Of course, the documentary focuses on funk’s most legendary artists; James Brown, Sly and the Family Stone, Parliament-Funkadelic, Earth Wind & Fire and Prince. It talked about the reasons why these artists were hugely influential not only in this genre, but in music as a whole. Those reasons included Parliament-Funkadelic’s eccentric and comical styles, Sly and Family Stone’s interracial lineup which also featured women, Prince’s reign in the 1980s, and of course the landmark recordings including Sly and the Family Stone’s Stand, James Brown live recordings, and Earth Wind & Fire’s “Shining Star”.
Though Finding the Funk focused on places of where the music and artists originated from including New Orleans and the San Francisco Bay Area, it shined the biggest light on Dayton, Ohio. Despite not being as well known in the music world like Chicago, Atlanta, San Francisco, or even Seattle, the city is notable from hailing numerous funk bands including Ohio Players, Heatwave, and Roger Troutman & Zapp.
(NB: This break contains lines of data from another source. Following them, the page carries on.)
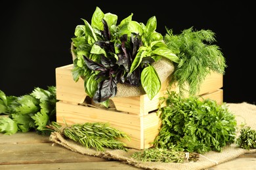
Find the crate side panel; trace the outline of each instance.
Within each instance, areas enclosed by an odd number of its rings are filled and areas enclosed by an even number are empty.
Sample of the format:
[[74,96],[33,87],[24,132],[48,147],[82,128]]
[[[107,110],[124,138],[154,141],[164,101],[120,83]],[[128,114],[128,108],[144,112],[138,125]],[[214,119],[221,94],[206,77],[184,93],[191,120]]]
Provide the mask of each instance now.
[[219,89],[215,92],[202,95],[203,99],[211,99],[216,101],[218,105],[221,105],[223,103],[223,90]]
[[214,72],[208,75],[202,84],[198,95],[215,92],[223,86],[223,75]]
[[111,99],[116,107],[116,109],[119,111],[128,112],[135,114],[140,114],[140,97],[113,97]]
[[87,96],[83,80],[75,82],[71,73],[72,65],[56,69],[56,99],[74,103],[82,103]]
[[159,134],[161,126],[160,115],[156,112],[144,116],[143,119],[144,147],[148,148],[153,146],[152,142]]
[[112,127],[125,132],[131,141],[120,140],[128,147],[143,148],[143,117],[82,105],[75,105],[62,101],[56,103],[56,121],[64,125],[85,122],[108,122]]

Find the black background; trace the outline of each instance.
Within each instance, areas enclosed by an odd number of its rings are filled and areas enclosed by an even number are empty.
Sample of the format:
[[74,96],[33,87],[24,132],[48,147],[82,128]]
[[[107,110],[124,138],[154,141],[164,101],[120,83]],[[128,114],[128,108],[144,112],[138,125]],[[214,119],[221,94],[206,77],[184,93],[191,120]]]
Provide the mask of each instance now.
[[35,87],[55,86],[55,68],[72,63],[70,52],[75,26],[91,23],[96,7],[118,16],[133,14],[146,24],[156,16],[157,31],[175,34],[192,26],[211,29],[228,67],[224,101],[255,104],[255,15],[246,1],[1,1],[0,90],[22,95]]

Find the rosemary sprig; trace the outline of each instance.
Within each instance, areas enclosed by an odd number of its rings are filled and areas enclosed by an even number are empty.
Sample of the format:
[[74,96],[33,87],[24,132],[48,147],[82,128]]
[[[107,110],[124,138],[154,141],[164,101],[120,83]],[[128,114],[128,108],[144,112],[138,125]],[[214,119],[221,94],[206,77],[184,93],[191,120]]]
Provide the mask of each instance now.
[[86,122],[63,128],[53,122],[51,128],[87,148],[94,148],[99,151],[104,151],[104,148],[127,150],[125,144],[119,141],[117,139],[125,138],[130,140],[124,132],[110,127],[108,123]]

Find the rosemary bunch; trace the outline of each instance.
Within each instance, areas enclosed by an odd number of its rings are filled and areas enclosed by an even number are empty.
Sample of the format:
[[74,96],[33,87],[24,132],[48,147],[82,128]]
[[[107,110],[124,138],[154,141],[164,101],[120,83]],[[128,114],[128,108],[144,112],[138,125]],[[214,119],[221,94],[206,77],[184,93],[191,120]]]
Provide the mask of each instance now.
[[129,137],[123,131],[112,128],[107,123],[86,122],[62,128],[56,122],[52,122],[52,128],[69,139],[79,143],[87,148],[94,148],[104,151],[104,148],[127,150],[125,144],[117,141],[118,138]]

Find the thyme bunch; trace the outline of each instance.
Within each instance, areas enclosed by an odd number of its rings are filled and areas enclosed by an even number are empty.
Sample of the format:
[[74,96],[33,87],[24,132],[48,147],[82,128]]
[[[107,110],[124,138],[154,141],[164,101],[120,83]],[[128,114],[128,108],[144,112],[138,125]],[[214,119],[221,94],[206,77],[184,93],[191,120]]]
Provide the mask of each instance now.
[[158,162],[165,163],[184,163],[186,162],[196,162],[200,154],[189,153],[171,148],[150,148],[141,152],[136,152],[132,158],[142,162]]
[[238,147],[247,150],[256,148],[256,131],[249,126],[242,128],[236,144]]
[[99,151],[104,151],[104,148],[127,150],[125,144],[119,141],[117,139],[130,139],[124,132],[111,127],[108,123],[86,122],[63,128],[54,122],[52,122],[51,127],[86,148],[94,148]]

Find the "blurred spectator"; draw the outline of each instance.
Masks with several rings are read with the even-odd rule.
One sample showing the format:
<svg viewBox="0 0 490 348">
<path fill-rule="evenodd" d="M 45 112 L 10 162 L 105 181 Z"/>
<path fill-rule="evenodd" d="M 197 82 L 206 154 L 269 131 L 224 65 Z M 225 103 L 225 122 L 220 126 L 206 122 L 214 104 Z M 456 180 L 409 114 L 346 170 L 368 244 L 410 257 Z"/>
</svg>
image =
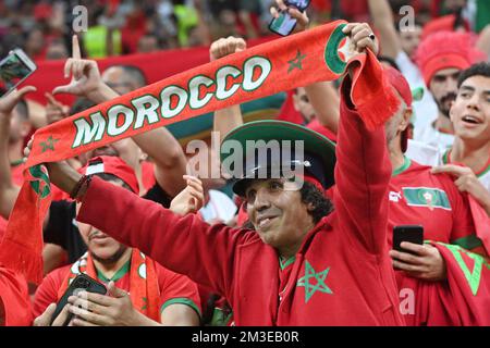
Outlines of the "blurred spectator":
<svg viewBox="0 0 490 348">
<path fill-rule="evenodd" d="M 69 58 L 69 51 L 64 41 L 59 38 L 52 40 L 46 48 L 46 60 L 59 60 Z"/>
<path fill-rule="evenodd" d="M 158 51 L 160 49 L 160 45 L 158 42 L 158 37 L 154 34 L 145 34 L 138 40 L 138 53 L 150 53 Z"/>
</svg>

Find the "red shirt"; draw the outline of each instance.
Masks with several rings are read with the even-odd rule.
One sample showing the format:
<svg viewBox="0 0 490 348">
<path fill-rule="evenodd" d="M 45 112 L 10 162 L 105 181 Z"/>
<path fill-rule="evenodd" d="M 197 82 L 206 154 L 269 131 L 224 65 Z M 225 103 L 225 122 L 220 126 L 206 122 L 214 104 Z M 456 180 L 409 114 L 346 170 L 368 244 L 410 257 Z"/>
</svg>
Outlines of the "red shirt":
<svg viewBox="0 0 490 348">
<path fill-rule="evenodd" d="M 430 166 L 420 165 L 405 158 L 402 167 L 394 171 L 390 182 L 389 244 L 392 245 L 393 226 L 422 225 L 424 239 L 460 245 L 471 250 L 482 247 L 475 234 L 468 197 L 461 194 L 449 175 L 431 174 Z M 437 306 L 442 302 L 448 318 L 458 318 L 452 297 L 448 295 L 448 283 L 425 282 L 395 271 L 401 299 L 414 295 L 414 306 L 405 308 L 403 314 L 408 325 L 448 325 L 450 322 L 434 321 Z M 407 293 L 412 290 L 412 293 Z M 450 300 L 448 300 L 448 298 Z M 446 304 L 448 301 L 451 304 Z M 405 301 L 406 302 L 406 301 Z M 432 315 L 433 314 L 433 315 Z M 432 316 L 431 316 L 432 315 Z M 446 318 L 439 315 L 437 318 Z M 452 323 L 457 323 L 453 321 Z"/>
<path fill-rule="evenodd" d="M 50 303 L 58 302 L 58 293 L 62 283 L 66 279 L 71 266 L 66 265 L 57 269 L 44 278 L 34 298 L 33 311 L 35 318 L 42 314 Z M 113 276 L 115 286 L 125 291 L 130 291 L 128 269 L 130 262 L 123 265 Z M 155 271 L 157 272 L 160 288 L 160 312 L 169 304 L 183 303 L 192 307 L 200 316 L 200 300 L 197 285 L 186 276 L 166 270 L 158 263 L 155 263 Z M 99 273 L 98 281 L 107 285 L 110 279 L 107 279 Z"/>
<path fill-rule="evenodd" d="M 405 158 L 390 182 L 390 245 L 393 226 L 424 225 L 424 239 L 457 244 L 466 249 L 481 246 L 466 195 L 449 175 L 431 174 L 430 166 Z"/>
<path fill-rule="evenodd" d="M 342 100 L 338 138 L 335 211 L 308 232 L 282 282 L 277 250 L 255 232 L 176 216 L 97 177 L 77 220 L 224 295 L 236 325 L 403 325 L 385 236 L 384 130 L 367 130 Z"/>
<path fill-rule="evenodd" d="M 27 282 L 0 266 L 0 326 L 28 326 L 33 321 Z"/>
</svg>

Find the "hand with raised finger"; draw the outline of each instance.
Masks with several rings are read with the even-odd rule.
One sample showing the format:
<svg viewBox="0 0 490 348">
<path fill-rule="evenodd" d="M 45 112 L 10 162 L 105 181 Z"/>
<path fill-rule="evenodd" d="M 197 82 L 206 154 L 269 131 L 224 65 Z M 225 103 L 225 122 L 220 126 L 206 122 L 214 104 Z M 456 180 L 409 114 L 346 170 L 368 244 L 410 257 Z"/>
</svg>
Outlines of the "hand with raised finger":
<svg viewBox="0 0 490 348">
<path fill-rule="evenodd" d="M 66 304 L 54 321 L 52 321 L 56 309 L 57 303 L 49 304 L 45 312 L 34 320 L 33 326 L 63 326 L 70 315 L 70 304 Z"/>
<path fill-rule="evenodd" d="M 9 95 L 0 98 L 0 119 L 10 117 L 15 105 L 28 92 L 35 91 L 36 87 L 25 86 L 20 90 L 13 90 Z"/>
<path fill-rule="evenodd" d="M 372 28 L 367 23 L 348 23 L 342 29 L 351 38 L 352 49 L 358 53 L 370 49 L 375 54 L 379 52 L 379 44 Z"/>
<path fill-rule="evenodd" d="M 475 198 L 490 216 L 490 192 L 478 179 L 470 167 L 457 164 L 444 164 L 431 170 L 432 174 L 450 174 L 454 178 L 454 185 L 461 192 L 468 192 Z"/>
<path fill-rule="evenodd" d="M 446 279 L 445 261 L 436 247 L 404 241 L 402 248 L 411 252 L 390 250 L 393 266 L 404 271 L 408 276 L 428 282 Z"/>
<path fill-rule="evenodd" d="M 70 76 L 72 76 L 70 84 L 54 88 L 53 95 L 70 94 L 93 100 L 91 95 L 97 94 L 105 86 L 97 63 L 82 59 L 76 35 L 72 39 L 72 58 L 64 64 L 64 78 Z"/>
<path fill-rule="evenodd" d="M 73 303 L 71 311 L 76 318 L 75 326 L 136 326 L 139 314 L 134 309 L 130 295 L 115 287 L 114 282 L 108 285 L 109 296 L 100 294 L 79 293 L 76 299 L 69 298 Z"/>
<path fill-rule="evenodd" d="M 203 183 L 195 176 L 184 175 L 187 186 L 170 203 L 170 210 L 181 216 L 196 213 L 204 203 Z"/>
<path fill-rule="evenodd" d="M 210 61 L 216 61 L 220 58 L 242 52 L 246 50 L 247 42 L 240 37 L 229 36 L 228 38 L 221 38 L 211 44 L 209 48 Z"/>
<path fill-rule="evenodd" d="M 46 120 L 48 124 L 52 124 L 54 122 L 61 121 L 70 115 L 70 108 L 62 104 L 51 94 L 45 94 L 48 99 L 48 103 L 46 104 Z"/>
<path fill-rule="evenodd" d="M 309 17 L 306 11 L 301 12 L 294 7 L 287 7 L 283 0 L 275 0 L 275 7 L 270 8 L 272 17 L 278 18 L 281 12 L 289 12 L 289 14 L 296 20 L 296 26 L 293 33 L 304 32 L 308 28 Z"/>
</svg>

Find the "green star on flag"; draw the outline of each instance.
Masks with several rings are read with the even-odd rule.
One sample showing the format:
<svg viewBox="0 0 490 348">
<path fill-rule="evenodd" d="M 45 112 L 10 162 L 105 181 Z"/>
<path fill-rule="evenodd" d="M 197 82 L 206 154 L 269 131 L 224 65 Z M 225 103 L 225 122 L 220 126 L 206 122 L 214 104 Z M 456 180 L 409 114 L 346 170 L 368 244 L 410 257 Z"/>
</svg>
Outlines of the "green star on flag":
<svg viewBox="0 0 490 348">
<path fill-rule="evenodd" d="M 303 60 L 305 58 L 306 58 L 306 54 L 302 54 L 302 52 L 299 50 L 297 50 L 296 58 L 291 61 L 287 61 L 287 63 L 290 64 L 287 74 L 291 73 L 295 69 L 303 70 Z"/>
<path fill-rule="evenodd" d="M 42 147 L 41 152 L 46 152 L 48 150 L 54 151 L 54 144 L 57 144 L 60 139 L 53 139 L 53 137 L 50 135 L 46 141 L 42 141 L 40 146 Z"/>
<path fill-rule="evenodd" d="M 299 278 L 296 283 L 296 286 L 305 287 L 305 303 L 308 303 L 309 299 L 315 295 L 316 291 L 320 291 L 323 294 L 333 294 L 324 283 L 329 271 L 330 268 L 317 273 L 315 272 L 315 269 L 311 266 L 311 264 L 309 264 L 308 260 L 306 260 L 305 276 Z M 313 282 L 310 283 L 310 281 Z"/>
</svg>

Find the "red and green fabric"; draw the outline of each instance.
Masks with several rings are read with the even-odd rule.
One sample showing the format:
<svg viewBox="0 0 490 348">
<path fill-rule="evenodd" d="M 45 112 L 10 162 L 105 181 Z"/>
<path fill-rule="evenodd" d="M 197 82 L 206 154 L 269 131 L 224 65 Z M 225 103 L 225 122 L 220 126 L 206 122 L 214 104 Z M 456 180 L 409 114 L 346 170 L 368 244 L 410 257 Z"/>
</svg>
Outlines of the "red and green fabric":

Other interesting finds in the documentary includes LaBelle having the same stylist as KISS, and funk’s New Orleans origins.
With interviews ranging from legends like George Clinton, Sly Stone, and Bootsy Collins to newer artists like Michael “Mike-D” Diamond of the Beastie Boys and D’Angelo, Finding the Funk has truly shed a huge light on the genre, and showed how it influenced the music world as a whole.